I screwed up my face, did my best to appear offended and bewildered by the comment … but I knew what she meant. For three years I’d been skirting by on talent and not much else. In choosing my curriculum, the only qualifications I ever considered were open seats towards the back of class and a start time past 2PM. Even so, I was always the best writer in every class; unfortunately, I didn’t have a work ethic to speak of; and I never once participated in any workshop discussion. There were whole weeks when I didn’t show up to class at all.

“I want you to know that I read your submission for the writing contest. I will not be recommending it for the award. But I’m impressed with it.”

“Well … thanks.”

She seized my forearm. Dug her thumb in between the bones. I was sure this weird, ancient woman would snap my arm in half like a stick. There was enormous strength in her grip.

“You know, there are a lot of smart people out there. Hard workers. And they don’t go to Penn State. They go to Princeton. They’re Rhodes scholars. I just want you to know what you’re up against.”

I forced myself to look her in the eye. For some bizarre reason, I was terrified that she would try to make out with me. I pictured her sagging tits and varicose veins; my nose nuzzled into her turkey-gobbler neck. I would have gone along with it out of sheer terror; in deference to the draw of her authority. I was kind of turned on by the idea, to be honest.

“You can do this writing thing, if you want to,” she said, still holding my arm, “but I wouldn’t wish that life on anyone.”

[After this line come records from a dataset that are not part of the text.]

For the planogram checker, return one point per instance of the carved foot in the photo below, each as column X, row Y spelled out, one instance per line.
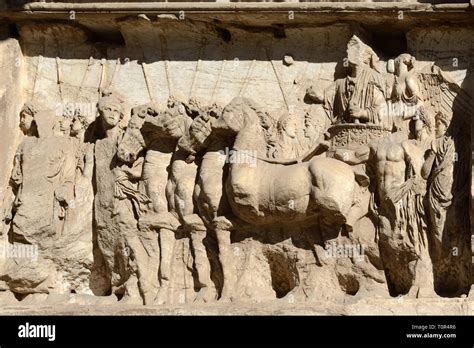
column 162, row 296
column 205, row 295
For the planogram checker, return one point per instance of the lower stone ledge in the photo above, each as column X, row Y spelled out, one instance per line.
column 92, row 305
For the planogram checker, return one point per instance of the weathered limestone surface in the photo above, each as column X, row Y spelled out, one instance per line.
column 309, row 158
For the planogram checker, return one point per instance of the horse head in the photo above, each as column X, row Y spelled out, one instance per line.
column 200, row 130
column 242, row 119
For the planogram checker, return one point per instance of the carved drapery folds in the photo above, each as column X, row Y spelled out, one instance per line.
column 346, row 184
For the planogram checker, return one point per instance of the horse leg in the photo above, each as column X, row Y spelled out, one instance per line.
column 167, row 241
column 222, row 228
column 198, row 232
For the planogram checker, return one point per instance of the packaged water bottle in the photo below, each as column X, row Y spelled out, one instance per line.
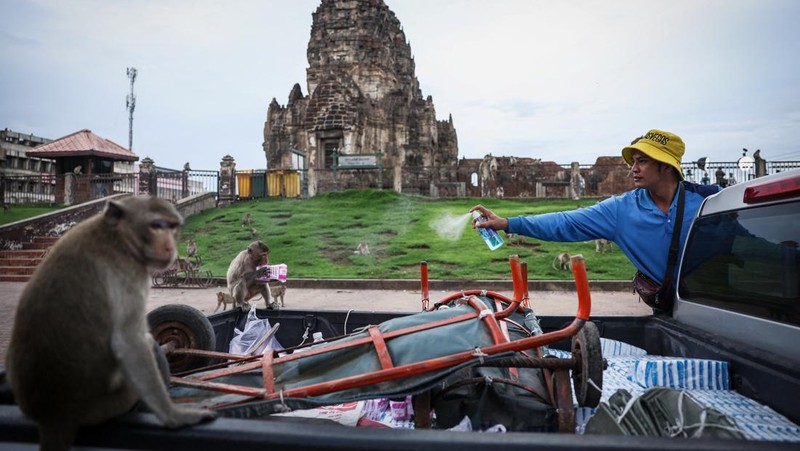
column 492, row 238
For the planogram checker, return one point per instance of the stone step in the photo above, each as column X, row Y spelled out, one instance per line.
column 43, row 245
column 17, row 270
column 15, row 277
column 6, row 262
column 22, row 253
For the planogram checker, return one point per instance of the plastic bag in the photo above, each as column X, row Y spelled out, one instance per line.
column 249, row 341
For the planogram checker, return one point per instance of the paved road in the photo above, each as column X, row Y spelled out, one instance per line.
column 604, row 303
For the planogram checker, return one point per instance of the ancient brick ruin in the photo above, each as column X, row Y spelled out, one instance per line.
column 365, row 120
column 366, row 124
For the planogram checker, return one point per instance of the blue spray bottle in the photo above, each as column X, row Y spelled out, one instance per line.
column 492, row 238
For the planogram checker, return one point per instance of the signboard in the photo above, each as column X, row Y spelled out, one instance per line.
column 358, row 161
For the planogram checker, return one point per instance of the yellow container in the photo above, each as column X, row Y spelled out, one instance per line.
column 283, row 182
column 243, row 183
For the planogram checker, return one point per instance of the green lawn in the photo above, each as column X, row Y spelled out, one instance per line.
column 317, row 238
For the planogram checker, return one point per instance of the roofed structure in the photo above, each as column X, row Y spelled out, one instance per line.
column 83, row 143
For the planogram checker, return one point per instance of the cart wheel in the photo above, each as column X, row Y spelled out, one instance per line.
column 587, row 376
column 185, row 327
column 563, row 402
column 158, row 279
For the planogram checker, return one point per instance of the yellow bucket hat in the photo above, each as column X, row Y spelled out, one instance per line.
column 659, row 145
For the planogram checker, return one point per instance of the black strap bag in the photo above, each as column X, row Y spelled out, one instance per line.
column 661, row 297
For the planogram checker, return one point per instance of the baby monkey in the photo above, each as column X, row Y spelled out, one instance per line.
column 80, row 351
column 562, row 262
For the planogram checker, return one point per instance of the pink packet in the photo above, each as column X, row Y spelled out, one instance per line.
column 273, row 273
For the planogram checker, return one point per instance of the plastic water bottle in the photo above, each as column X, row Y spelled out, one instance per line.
column 492, row 238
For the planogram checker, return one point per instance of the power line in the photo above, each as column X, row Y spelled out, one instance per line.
column 130, row 104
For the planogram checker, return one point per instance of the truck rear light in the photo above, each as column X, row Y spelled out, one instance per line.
column 779, row 189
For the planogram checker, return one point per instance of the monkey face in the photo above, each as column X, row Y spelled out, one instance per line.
column 148, row 228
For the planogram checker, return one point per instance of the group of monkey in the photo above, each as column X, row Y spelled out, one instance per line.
column 93, row 358
column 562, row 261
column 80, row 351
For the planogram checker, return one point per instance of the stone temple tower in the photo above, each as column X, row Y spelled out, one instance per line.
column 364, row 122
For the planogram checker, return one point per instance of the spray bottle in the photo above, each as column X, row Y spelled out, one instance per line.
column 492, row 238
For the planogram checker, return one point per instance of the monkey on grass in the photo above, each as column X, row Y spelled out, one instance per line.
column 80, row 350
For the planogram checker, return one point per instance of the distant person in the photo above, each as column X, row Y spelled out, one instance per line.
column 640, row 221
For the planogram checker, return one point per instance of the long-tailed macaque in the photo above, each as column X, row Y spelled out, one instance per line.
column 562, row 262
column 80, row 351
column 241, row 277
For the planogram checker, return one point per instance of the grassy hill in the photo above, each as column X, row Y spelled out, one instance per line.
column 317, row 238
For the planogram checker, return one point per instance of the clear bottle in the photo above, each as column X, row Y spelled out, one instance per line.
column 492, row 238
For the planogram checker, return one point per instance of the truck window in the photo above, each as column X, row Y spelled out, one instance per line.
column 746, row 261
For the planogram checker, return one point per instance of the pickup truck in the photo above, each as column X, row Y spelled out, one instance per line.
column 737, row 310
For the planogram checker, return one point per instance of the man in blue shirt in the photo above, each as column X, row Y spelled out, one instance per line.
column 639, row 221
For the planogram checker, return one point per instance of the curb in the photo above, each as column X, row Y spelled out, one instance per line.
column 445, row 285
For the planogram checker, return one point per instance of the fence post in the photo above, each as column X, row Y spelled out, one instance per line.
column 227, row 181
column 147, row 183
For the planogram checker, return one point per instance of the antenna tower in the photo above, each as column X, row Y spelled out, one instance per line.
column 130, row 104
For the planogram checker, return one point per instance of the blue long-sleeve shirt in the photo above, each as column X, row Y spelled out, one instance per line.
column 632, row 220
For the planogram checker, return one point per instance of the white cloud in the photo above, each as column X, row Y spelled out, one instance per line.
column 567, row 80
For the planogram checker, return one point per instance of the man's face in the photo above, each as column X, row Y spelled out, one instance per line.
column 646, row 171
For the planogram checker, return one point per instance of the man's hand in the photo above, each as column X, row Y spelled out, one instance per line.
column 492, row 220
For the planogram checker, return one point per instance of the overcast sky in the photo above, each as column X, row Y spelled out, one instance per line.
column 557, row 80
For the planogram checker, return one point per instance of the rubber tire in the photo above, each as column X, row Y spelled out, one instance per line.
column 187, row 327
column 587, row 378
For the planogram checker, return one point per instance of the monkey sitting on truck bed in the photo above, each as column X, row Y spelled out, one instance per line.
column 80, row 351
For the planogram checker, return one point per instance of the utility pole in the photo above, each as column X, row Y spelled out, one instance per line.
column 130, row 104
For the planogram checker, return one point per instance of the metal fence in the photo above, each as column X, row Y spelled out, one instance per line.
column 55, row 189
column 174, row 185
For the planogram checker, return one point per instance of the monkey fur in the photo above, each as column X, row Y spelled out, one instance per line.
column 241, row 276
column 562, row 262
column 80, row 351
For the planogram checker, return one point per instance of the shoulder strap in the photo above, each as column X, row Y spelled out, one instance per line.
column 676, row 235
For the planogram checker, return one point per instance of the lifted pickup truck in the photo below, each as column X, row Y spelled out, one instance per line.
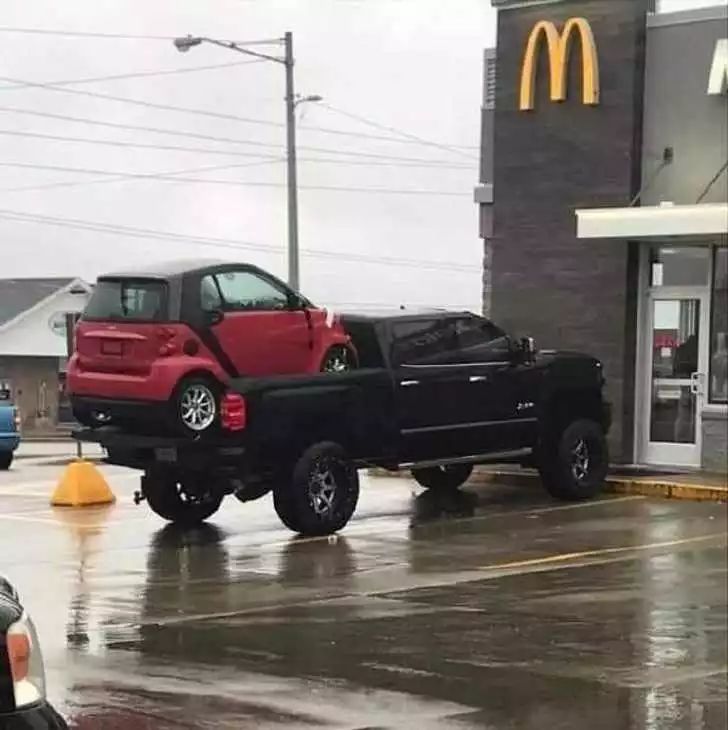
column 435, row 393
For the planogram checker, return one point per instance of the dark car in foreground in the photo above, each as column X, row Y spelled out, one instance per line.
column 9, row 427
column 23, row 704
column 436, row 393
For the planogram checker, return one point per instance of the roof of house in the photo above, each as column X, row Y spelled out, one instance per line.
column 19, row 295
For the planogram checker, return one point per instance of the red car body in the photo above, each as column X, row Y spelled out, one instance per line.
column 144, row 332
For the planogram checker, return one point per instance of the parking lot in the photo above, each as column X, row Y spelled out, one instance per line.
column 493, row 608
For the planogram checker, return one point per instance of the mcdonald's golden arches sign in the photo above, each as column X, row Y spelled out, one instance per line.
column 560, row 46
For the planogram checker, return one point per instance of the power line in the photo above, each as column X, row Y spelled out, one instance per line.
column 135, row 75
column 206, row 137
column 155, row 234
column 121, row 177
column 394, row 130
column 234, row 183
column 118, row 36
column 408, row 138
column 142, row 103
column 404, row 162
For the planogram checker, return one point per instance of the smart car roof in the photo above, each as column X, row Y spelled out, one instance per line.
column 171, row 269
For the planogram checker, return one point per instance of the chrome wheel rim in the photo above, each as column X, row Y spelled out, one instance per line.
column 198, row 408
column 337, row 362
column 322, row 489
column 580, row 460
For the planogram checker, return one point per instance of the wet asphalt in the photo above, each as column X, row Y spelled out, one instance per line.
column 495, row 608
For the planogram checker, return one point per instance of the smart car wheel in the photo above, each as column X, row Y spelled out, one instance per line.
column 197, row 406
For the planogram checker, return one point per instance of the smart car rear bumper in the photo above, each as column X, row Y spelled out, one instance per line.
column 38, row 717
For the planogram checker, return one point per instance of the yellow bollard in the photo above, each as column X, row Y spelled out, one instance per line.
column 82, row 485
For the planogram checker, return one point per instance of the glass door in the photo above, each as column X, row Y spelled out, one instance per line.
column 678, row 329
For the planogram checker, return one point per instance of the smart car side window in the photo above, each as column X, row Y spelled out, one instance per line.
column 247, row 291
column 424, row 342
column 210, row 300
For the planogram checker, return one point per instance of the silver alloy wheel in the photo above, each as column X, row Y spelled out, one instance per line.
column 580, row 460
column 322, row 489
column 197, row 407
column 337, row 361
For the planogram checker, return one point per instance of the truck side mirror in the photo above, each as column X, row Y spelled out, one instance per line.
column 528, row 347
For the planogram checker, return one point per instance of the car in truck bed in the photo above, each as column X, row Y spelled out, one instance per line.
column 435, row 393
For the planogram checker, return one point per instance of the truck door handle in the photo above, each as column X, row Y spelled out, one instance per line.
column 697, row 383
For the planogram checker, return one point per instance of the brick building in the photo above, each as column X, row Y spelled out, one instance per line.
column 604, row 212
column 33, row 345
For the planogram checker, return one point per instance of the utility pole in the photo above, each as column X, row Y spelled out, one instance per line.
column 184, row 44
column 293, row 258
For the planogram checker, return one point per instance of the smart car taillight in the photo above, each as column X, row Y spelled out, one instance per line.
column 233, row 415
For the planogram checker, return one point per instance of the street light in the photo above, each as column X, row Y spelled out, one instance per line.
column 183, row 44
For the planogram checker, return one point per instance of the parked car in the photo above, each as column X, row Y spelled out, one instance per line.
column 435, row 393
column 159, row 346
column 9, row 428
column 23, row 703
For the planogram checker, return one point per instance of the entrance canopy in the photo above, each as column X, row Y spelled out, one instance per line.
column 645, row 222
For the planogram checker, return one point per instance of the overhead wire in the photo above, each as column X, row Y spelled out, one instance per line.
column 399, row 132
column 119, row 36
column 156, row 234
column 235, row 183
column 202, row 136
column 410, row 162
column 135, row 75
column 404, row 138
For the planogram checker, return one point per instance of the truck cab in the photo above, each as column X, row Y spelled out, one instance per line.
column 9, row 427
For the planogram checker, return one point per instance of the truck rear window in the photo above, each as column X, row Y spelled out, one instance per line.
column 128, row 299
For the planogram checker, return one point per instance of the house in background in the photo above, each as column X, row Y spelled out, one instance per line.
column 34, row 345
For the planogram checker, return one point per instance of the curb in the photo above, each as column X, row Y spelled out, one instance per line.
column 615, row 485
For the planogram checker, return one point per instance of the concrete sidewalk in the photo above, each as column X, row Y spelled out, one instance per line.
column 686, row 485
column 700, row 486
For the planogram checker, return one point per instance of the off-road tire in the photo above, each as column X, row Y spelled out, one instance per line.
column 322, row 476
column 168, row 498
column 574, row 465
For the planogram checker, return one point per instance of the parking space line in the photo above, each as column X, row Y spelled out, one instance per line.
column 564, row 557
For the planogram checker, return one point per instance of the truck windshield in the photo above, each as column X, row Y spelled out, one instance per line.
column 128, row 299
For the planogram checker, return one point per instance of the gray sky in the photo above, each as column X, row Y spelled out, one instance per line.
column 410, row 64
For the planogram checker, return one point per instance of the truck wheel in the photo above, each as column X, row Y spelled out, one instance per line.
column 322, row 494
column 181, row 502
column 576, row 465
column 196, row 405
column 339, row 359
column 443, row 478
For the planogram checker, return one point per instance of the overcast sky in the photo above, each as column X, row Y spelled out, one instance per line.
column 412, row 65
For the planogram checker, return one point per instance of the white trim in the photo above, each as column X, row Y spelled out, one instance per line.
column 651, row 221
column 40, row 304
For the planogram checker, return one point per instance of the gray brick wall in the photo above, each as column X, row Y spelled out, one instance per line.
column 715, row 441
column 545, row 283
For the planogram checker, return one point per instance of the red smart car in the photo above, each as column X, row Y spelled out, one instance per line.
column 159, row 345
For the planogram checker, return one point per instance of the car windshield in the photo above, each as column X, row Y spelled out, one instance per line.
column 128, row 299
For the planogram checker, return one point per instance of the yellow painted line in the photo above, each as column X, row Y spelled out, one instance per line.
column 563, row 557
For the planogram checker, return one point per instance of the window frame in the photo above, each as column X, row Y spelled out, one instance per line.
column 712, row 333
column 227, row 307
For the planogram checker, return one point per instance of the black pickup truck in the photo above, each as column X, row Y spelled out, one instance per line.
column 435, row 393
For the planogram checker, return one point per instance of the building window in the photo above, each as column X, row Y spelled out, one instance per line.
column 719, row 329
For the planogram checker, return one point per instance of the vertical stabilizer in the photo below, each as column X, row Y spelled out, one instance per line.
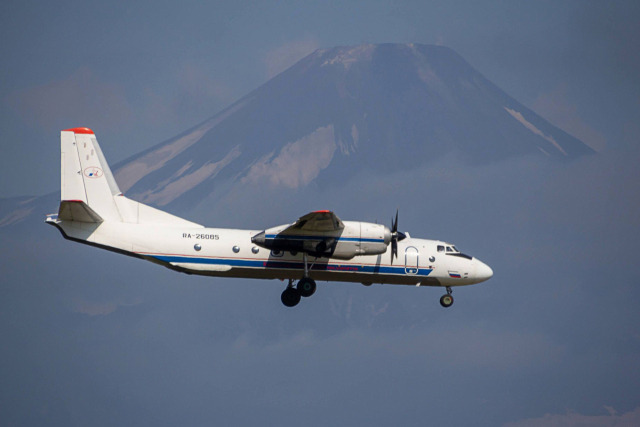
column 86, row 176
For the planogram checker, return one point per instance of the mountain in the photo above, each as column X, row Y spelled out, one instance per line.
column 336, row 113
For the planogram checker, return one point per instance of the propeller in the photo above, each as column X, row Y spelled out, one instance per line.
column 396, row 236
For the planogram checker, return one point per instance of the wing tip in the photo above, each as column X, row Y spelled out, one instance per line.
column 80, row 130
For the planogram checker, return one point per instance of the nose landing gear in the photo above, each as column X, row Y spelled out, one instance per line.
column 447, row 299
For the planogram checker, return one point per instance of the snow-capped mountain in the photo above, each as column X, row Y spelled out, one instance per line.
column 336, row 113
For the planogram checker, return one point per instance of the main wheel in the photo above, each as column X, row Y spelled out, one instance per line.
column 446, row 300
column 290, row 297
column 306, row 286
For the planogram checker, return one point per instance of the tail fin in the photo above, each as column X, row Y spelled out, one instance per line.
column 89, row 193
column 86, row 176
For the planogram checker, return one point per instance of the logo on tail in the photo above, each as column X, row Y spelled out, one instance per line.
column 93, row 172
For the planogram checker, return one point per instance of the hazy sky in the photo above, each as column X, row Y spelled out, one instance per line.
column 95, row 338
column 141, row 72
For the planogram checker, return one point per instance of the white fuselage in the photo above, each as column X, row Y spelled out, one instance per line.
column 229, row 252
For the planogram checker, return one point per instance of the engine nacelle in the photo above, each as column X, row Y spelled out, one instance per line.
column 356, row 238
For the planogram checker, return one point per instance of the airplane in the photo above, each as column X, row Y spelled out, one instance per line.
column 318, row 246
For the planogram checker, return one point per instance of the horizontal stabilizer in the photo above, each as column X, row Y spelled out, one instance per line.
column 77, row 210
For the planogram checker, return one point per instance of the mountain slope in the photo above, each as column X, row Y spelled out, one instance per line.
column 334, row 114
column 384, row 107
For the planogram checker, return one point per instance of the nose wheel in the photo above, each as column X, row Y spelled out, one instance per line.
column 447, row 299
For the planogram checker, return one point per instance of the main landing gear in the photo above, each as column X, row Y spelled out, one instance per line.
column 447, row 299
column 305, row 288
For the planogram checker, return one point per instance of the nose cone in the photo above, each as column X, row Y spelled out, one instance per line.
column 483, row 271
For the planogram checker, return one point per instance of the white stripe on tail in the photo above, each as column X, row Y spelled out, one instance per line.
column 89, row 192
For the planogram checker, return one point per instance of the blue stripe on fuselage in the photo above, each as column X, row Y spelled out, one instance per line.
column 292, row 265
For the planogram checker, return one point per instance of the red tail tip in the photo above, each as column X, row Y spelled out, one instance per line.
column 80, row 130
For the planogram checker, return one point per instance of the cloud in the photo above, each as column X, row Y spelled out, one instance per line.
column 570, row 419
column 279, row 59
column 82, row 97
column 555, row 107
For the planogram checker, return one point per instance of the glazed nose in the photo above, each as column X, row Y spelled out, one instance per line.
column 483, row 271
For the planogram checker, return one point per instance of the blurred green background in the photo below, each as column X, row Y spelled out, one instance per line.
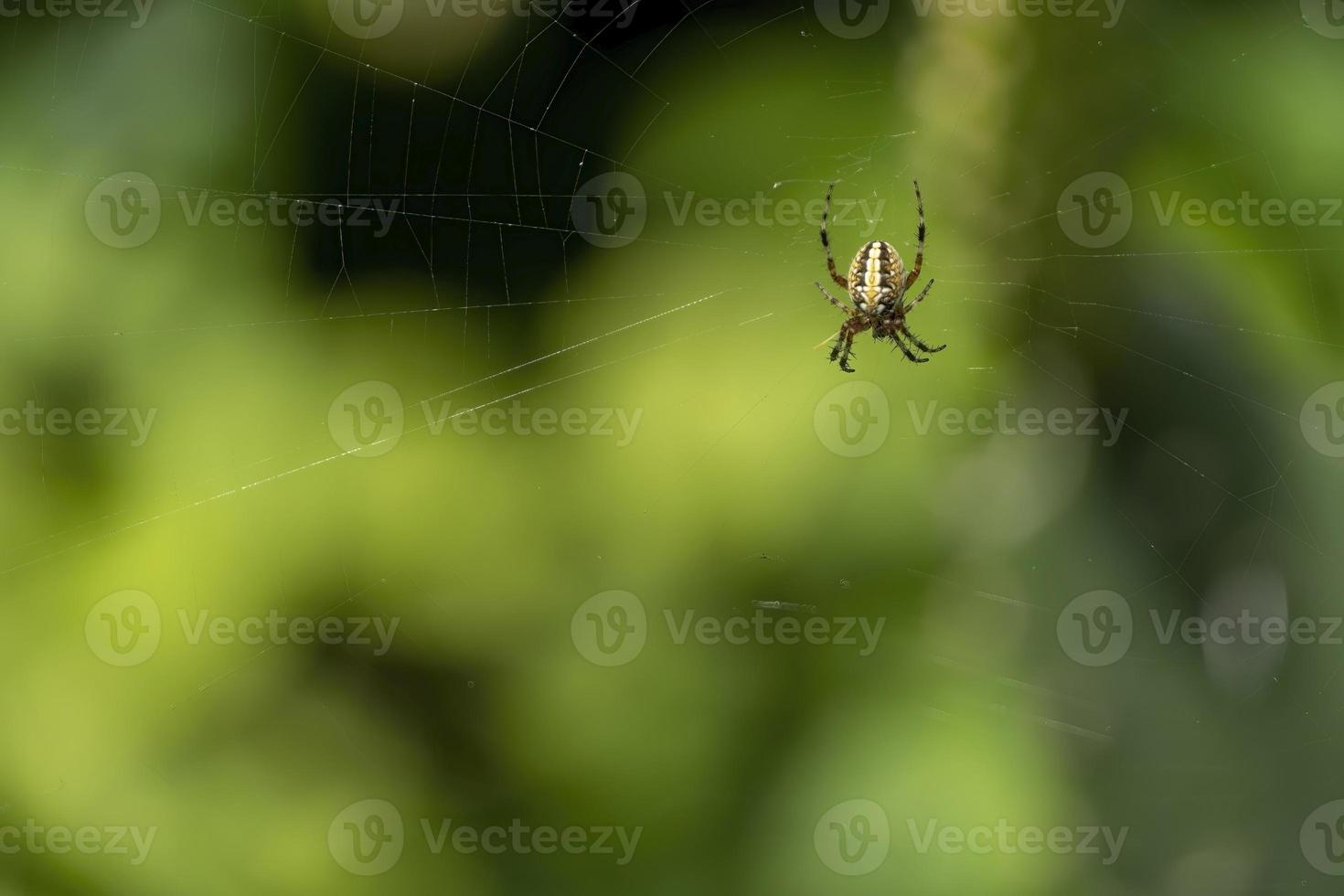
column 735, row 496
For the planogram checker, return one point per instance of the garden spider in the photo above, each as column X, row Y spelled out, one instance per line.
column 878, row 283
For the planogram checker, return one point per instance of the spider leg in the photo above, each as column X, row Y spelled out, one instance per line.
column 835, row 301
column 914, row 272
column 905, row 349
column 826, row 240
column 918, row 341
column 923, row 293
column 843, row 349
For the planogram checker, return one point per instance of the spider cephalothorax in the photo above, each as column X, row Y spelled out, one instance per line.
column 877, row 285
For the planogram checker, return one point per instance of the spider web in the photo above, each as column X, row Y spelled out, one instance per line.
column 486, row 238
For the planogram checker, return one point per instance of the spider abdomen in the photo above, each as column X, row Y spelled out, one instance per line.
column 875, row 278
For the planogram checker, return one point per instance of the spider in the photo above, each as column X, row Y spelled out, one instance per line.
column 878, row 283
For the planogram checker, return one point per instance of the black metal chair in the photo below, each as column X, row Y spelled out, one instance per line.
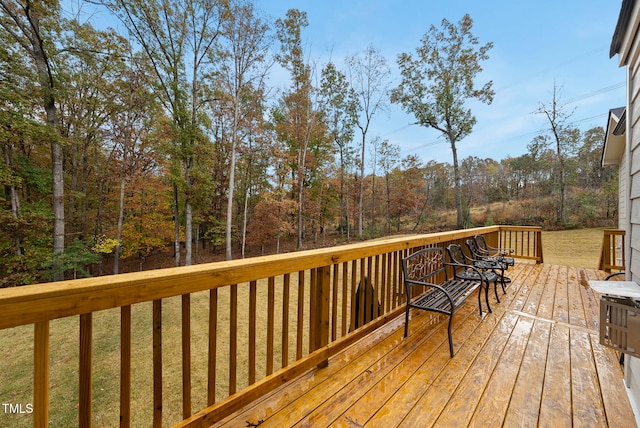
column 486, row 263
column 464, row 268
column 488, row 250
column 428, row 286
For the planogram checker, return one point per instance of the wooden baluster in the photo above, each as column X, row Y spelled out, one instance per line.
column 186, row 356
column 322, row 296
column 334, row 302
column 41, row 375
column 213, row 346
column 354, row 280
column 157, row 363
column 125, row 366
column 233, row 340
column 312, row 310
column 270, row 323
column 300, row 325
column 286, row 285
column 253, row 290
column 345, row 300
column 84, row 390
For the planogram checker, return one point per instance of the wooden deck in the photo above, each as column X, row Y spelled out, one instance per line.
column 534, row 361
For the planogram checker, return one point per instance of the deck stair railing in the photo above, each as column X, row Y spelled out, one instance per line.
column 612, row 255
column 230, row 331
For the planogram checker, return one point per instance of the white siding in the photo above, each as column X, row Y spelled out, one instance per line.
column 622, row 192
column 630, row 175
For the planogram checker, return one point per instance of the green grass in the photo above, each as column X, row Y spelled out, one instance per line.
column 579, row 248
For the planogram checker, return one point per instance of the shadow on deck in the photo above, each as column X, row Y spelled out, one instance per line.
column 535, row 361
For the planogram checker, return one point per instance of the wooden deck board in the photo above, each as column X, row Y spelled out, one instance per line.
column 534, row 361
column 524, row 407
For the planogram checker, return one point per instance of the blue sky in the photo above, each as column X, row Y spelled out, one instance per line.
column 536, row 43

And then she simply let go of my arm, turned and walked back into the classroom, as if nothing had ever happened.

*  *  *

It was with this professor in mind that, ten years later, I decided to enter two short stories in a fiction contest sponsored by New Letters. I think in my mind I wanted to prove to her, and to myself, that all those hours spent goofing around in her class had not gone to waste; that I was serious about this nonsense; that I was cut out for The Life; that I had the stomach for the writing bug. And maybe she would see my work in the magazine where, as a struggling author herself, she’d found a tiny measure of success and satisfaction; and remember our conversation in the hall; and be, if not proud, mystified.

*  *  *

“The End of Everything Good” was eventually published by the Berkeley Fiction Review (Issue #29) and nominated for a Pushcart Prize.

“Fiends” was published by the now-defunct Kennesaw Review.